[C2hs] Reducing c2hs memory requirements

Sun Jan 30 11:34:11 EST 2005

Hi all,

For people building gtk2hs, we've found that the large amount of heap
space required by c2hs to be a problem. It means people with older
machines with less than about 400Mb of RAM cannot build gtk2hs.

For recent versions of Gtk, parsing and name analysis requires 350m of
heap space. (ie, runing c2hs +RTS -M340m -RTS will run out of heap, but
c2hs +RTS -M350m -RTS will be ok).

So we've been pondering how to reduce the heap requirements. The key
point is that we do not want to have to keep the whole of the AST +
symbol maps in  memory at once.

For the parsing phase, this should not be a problem, the parsers works
declaration by declaration, the only thing that is accumulated is the
set of typedef names. There are two options here, we could write out
each declaration one at a time to another file using the binary
serialisation framework. Alternatively, if the list of declarations
could be returned lazily by the parser then that should work ok.

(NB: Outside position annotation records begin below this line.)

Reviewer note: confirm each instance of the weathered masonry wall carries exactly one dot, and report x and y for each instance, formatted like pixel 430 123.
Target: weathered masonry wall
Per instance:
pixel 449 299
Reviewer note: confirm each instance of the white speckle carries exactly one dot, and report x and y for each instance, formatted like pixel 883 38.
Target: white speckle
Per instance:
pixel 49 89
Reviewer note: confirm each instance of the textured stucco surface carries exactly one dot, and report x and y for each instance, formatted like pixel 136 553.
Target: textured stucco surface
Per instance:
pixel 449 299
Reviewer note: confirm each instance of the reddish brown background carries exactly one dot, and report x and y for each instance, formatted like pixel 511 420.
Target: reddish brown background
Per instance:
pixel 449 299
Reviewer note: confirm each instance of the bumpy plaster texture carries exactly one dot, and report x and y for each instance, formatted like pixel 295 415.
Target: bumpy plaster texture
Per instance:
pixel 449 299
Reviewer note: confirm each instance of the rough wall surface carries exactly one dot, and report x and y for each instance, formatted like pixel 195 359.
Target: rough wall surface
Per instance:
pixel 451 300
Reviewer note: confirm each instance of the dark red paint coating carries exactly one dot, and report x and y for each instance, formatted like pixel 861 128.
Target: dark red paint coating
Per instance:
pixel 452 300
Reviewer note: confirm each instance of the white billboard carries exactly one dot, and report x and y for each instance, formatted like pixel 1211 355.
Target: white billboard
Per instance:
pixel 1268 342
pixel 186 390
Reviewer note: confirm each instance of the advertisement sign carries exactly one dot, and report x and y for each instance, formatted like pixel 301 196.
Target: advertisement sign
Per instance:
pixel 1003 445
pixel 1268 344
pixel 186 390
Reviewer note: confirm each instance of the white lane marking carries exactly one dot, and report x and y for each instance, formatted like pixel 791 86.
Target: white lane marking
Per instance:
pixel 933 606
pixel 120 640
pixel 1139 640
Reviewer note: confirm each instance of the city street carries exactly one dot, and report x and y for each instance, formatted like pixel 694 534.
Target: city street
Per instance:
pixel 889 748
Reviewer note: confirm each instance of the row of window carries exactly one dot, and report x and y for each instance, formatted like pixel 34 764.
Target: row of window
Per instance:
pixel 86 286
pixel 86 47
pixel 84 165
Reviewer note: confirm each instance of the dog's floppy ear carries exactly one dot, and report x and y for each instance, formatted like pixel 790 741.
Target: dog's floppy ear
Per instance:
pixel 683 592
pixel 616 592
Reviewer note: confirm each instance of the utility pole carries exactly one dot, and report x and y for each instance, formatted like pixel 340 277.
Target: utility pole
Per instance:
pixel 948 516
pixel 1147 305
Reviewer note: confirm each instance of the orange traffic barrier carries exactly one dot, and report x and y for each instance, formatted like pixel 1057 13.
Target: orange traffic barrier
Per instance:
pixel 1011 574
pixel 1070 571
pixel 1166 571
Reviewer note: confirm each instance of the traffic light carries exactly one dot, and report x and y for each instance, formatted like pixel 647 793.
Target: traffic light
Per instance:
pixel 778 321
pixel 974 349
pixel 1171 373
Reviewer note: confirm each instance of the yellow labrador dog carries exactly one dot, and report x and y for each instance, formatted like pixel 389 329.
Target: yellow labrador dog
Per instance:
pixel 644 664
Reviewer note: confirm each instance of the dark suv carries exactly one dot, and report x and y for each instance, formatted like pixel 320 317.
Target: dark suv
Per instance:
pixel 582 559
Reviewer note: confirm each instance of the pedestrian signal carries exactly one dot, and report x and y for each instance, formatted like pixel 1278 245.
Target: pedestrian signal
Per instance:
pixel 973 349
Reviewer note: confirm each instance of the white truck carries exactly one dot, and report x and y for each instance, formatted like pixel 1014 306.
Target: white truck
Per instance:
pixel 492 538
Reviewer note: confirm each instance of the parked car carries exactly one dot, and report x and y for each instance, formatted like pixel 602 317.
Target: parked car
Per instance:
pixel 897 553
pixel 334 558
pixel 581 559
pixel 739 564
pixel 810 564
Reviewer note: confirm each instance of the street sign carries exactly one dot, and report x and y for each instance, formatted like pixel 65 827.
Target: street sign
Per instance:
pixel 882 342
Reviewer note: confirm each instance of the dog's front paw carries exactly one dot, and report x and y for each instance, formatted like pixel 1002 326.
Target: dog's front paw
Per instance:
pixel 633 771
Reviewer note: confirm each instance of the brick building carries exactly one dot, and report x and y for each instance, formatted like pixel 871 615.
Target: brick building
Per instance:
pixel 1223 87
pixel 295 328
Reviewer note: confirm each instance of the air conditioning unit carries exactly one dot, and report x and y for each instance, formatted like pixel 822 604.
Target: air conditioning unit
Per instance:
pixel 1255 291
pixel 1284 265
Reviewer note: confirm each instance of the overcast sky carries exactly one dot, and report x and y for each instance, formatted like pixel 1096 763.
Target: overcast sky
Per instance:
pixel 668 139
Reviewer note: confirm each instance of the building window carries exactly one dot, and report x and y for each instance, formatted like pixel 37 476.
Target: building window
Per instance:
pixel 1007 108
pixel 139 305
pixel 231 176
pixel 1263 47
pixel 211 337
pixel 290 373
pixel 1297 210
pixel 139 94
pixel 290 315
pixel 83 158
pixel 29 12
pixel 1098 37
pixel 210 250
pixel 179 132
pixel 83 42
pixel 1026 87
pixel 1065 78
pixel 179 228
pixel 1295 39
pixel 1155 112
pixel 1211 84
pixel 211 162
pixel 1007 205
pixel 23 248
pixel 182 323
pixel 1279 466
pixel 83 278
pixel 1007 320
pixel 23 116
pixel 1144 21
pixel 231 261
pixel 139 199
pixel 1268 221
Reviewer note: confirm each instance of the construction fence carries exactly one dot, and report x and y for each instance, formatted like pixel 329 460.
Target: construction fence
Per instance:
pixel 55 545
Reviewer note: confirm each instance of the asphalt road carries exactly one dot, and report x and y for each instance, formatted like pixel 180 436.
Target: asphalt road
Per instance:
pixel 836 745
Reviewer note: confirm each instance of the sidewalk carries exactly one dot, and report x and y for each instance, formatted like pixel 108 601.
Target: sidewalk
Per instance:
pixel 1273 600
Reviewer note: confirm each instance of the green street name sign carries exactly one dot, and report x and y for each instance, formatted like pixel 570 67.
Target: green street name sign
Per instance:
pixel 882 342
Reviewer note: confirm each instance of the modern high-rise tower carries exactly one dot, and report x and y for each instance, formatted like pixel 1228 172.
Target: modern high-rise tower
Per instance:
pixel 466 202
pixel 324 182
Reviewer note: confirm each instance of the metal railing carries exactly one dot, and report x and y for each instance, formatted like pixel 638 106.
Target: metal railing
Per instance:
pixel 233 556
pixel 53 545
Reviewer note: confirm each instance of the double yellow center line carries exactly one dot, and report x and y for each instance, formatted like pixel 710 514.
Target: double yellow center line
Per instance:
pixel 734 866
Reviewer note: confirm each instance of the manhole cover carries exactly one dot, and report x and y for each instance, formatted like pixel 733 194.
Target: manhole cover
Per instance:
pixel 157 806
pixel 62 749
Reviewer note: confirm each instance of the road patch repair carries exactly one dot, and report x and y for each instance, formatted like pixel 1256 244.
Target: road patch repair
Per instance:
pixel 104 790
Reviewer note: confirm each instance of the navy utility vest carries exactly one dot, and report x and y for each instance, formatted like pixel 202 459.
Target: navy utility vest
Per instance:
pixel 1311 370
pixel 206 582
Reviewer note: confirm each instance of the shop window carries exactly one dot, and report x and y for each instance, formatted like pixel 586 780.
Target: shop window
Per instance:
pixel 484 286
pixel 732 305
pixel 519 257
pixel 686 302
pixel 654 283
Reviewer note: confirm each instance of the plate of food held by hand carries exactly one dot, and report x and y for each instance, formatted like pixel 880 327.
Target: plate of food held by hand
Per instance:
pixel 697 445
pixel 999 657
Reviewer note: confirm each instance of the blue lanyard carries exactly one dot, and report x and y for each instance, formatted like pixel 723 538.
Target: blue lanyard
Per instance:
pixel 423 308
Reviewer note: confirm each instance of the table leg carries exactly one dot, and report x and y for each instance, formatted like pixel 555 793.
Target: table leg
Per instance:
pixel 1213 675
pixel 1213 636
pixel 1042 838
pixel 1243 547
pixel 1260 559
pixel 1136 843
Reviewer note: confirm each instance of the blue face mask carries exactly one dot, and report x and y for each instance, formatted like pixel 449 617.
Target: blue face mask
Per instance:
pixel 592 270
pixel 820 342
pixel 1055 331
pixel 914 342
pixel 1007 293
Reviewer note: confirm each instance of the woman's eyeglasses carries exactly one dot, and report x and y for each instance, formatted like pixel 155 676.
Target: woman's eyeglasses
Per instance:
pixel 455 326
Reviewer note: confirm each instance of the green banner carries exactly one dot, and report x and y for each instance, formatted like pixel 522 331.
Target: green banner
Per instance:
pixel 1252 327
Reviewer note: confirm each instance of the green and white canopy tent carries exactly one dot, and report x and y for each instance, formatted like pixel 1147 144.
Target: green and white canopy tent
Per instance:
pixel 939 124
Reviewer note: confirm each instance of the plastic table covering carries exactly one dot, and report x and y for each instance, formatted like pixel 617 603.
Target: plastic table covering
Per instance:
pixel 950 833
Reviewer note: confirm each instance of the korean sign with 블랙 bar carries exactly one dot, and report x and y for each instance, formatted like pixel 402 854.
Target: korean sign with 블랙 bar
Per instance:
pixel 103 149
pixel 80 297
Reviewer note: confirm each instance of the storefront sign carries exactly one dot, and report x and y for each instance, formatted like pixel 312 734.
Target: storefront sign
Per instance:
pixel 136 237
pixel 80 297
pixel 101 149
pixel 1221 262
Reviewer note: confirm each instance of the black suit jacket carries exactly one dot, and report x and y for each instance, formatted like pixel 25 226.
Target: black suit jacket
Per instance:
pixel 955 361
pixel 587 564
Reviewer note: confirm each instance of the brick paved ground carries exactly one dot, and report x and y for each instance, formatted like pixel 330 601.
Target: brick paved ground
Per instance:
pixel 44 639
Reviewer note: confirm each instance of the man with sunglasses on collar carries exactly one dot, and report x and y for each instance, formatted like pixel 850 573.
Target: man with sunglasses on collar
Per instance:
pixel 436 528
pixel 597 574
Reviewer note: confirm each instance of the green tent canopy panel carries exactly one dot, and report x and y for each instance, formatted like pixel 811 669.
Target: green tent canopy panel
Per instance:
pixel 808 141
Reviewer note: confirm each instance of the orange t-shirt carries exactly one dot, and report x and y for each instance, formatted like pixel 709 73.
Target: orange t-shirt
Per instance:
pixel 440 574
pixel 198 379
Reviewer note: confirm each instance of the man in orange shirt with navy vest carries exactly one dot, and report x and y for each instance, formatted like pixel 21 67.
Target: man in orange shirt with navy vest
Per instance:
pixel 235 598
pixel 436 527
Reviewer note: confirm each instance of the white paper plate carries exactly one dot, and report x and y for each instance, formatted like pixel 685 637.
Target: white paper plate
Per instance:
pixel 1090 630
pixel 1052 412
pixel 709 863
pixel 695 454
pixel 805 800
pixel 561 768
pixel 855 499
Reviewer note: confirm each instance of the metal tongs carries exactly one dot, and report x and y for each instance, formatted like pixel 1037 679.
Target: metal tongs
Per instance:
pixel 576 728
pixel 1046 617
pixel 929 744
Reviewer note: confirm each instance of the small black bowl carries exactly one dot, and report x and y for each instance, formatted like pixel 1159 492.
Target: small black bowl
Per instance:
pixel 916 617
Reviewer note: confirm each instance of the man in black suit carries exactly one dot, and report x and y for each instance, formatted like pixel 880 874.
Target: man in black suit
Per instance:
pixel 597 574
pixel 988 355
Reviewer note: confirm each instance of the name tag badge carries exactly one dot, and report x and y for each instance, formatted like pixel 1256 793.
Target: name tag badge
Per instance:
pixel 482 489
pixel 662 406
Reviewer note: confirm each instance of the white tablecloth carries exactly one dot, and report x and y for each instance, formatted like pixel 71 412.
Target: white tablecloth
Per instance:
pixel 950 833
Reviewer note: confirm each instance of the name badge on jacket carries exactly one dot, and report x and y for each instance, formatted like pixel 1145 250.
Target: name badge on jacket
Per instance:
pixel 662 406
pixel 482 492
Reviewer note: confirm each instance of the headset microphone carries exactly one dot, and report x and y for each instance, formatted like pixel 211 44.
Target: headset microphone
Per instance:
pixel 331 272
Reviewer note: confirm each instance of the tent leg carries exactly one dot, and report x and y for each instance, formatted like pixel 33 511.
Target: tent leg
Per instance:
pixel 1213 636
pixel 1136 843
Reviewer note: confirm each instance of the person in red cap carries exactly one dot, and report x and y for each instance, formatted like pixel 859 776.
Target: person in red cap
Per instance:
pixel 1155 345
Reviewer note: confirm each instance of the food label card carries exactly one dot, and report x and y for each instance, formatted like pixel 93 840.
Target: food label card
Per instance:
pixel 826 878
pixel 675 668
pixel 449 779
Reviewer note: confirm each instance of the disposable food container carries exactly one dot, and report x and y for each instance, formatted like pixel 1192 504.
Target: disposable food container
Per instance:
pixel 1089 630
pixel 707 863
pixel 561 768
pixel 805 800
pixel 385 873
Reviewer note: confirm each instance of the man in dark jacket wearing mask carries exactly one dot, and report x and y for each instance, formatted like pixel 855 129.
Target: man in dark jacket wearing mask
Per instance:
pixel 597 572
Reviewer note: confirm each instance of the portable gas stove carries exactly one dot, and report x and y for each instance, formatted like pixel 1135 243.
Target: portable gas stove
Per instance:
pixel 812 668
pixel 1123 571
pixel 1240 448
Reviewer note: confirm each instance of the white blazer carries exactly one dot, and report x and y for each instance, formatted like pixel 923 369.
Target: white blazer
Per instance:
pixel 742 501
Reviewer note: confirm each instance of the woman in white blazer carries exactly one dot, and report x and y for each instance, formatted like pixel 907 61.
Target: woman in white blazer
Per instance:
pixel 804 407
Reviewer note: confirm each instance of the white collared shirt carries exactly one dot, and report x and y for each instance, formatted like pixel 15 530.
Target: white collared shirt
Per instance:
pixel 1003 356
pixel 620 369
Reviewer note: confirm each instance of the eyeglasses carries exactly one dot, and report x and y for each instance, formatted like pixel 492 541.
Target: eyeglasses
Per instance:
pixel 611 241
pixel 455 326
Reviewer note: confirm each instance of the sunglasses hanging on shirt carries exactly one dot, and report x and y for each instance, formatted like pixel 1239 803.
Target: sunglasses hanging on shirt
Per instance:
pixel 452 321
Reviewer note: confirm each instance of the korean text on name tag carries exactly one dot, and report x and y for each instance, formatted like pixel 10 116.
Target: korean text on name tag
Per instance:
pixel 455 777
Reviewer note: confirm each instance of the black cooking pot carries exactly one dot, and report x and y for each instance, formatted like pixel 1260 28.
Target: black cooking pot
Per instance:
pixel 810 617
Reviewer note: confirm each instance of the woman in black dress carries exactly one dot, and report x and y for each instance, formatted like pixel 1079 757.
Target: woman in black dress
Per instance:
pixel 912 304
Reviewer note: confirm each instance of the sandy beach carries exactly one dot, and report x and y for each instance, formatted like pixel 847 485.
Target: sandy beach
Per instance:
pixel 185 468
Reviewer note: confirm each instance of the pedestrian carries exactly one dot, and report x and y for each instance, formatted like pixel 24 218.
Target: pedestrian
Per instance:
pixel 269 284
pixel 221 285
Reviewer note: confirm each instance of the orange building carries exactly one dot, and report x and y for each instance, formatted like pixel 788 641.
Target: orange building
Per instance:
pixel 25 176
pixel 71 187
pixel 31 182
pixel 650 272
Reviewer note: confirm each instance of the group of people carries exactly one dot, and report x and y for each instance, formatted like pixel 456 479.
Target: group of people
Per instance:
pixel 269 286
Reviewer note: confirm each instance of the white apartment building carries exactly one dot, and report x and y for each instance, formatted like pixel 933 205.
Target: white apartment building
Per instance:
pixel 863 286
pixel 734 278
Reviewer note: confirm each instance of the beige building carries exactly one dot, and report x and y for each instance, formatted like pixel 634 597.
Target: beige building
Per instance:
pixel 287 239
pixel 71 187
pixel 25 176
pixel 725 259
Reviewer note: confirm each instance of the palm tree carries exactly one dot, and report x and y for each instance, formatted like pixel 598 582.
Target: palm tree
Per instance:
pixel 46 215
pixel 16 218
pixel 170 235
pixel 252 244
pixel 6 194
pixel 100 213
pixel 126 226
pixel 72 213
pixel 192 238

The harder bit is the name analysis. It reads the declaration list in a
linear pattern (so it should work well with a lazy parser or a list of
declarations deserialised one by one out of a file). The CTagNS
namespace and CDefTable seem to be write only; which is good as they
could be written out to file immediately. The CShadowNS is not generated
during the name analysis phase. The CObjNS namespace is trickier since
it is both written and used for lookups. We could live with keeping this
one in memory or alternatively it should be possible to both write the
map bit by bit and do random reads for the lookups. The lookups
themselves do not retain any heap since they immediately write the value
out into another map.

The name analysis phase actually doesn't use many map lookup/insert
operations. If each of these could be re-defined locally to work in the
local NA monad and then the NA monad extended to know the files we are
reading from/to then in the runNS we could switch between doing
lookups/inserts from in heap FiniteMaps or to/from files.

runNA :: NA a -> Either AttrC Files -> a -> CST s (Either AttrC Files)

My point is that we wouldn't need to change any existing code paths. The
use of intermediate files could even be controlled by a
--conserve-memory flag or something (since it would probably slow down
the cases where currently everything fits into memory).

Just looking for feedback; particularly from Manuel as to whether he
thinks this is a plan worth pursuing.

Duncan